Wednesday 9:15 a.m. ET
Roche has launched its new point-of-care blood glucose monitor designed for hospital professionals, with a device shaped like a touchscreen smartphone that will run its own apps. The cobas pulse will begin shipping to select countries in Europe, and the company plans to seek clearances in the U.S. and other markets over the course of this year. The Big Pharma also tapped Glytec to supply its Glucommander insulin-dosing software for the device, offering recommendations for the complex task of managing a patient’s blood sugar during their hospital stay. Story
Wednesday 8:19 a.m. ET
Starting in 2024, BeiGene plans to bring 10 new molecules into the clinic each year.
“Yes, I said each year,” CEO John Oyler repeated for clarity and emphasis.
With that, it’s little wonder that BeiGene’s focus these days is on how to get the most out of its clinical trials. For the China-based company, that means conducting trials on its own instead of relying on contract research organizations.
“The biggest pain point in our industry is clinical trials,” Oyler said. “Almost all companies rely on third-party CROs, and they’re paid based on activity with no real incentive to modernize, adopt the latest technology and make things more efficient. It’s widely recognized that our industry is decades behind in adopting the latest technology and implementing operational excellence in this area.”
To become CRO-free, BeiGene has built its own clinical development team, now with 2,200 people. Oyler explained that this has allowed the company to be more inclusive in securing trial participants, modernizing its trial operations and realizing cost advantages once scale was achieved.
Oyler knows the CRO business well.
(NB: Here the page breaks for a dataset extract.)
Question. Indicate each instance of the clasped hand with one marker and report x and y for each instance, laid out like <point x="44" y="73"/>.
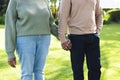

In 2005, he started a Beijing-based CRO, BioDuro, which he sold in 2009.
“Today, we’re seeing the results of this endeavor,” Oyler said. “We believe that we have built one of the most important and strategic competitive advantages that exists in the entire industry, and it’s around its biggest pain point that has the most leverage.”
Editor’s Note: The BeiGene story was corrected to show that the company expects to bring 10 molecules per year to the clinic starting in 2024. BeiGene plans to bring 10 total molecules to the clinic in 2022-23.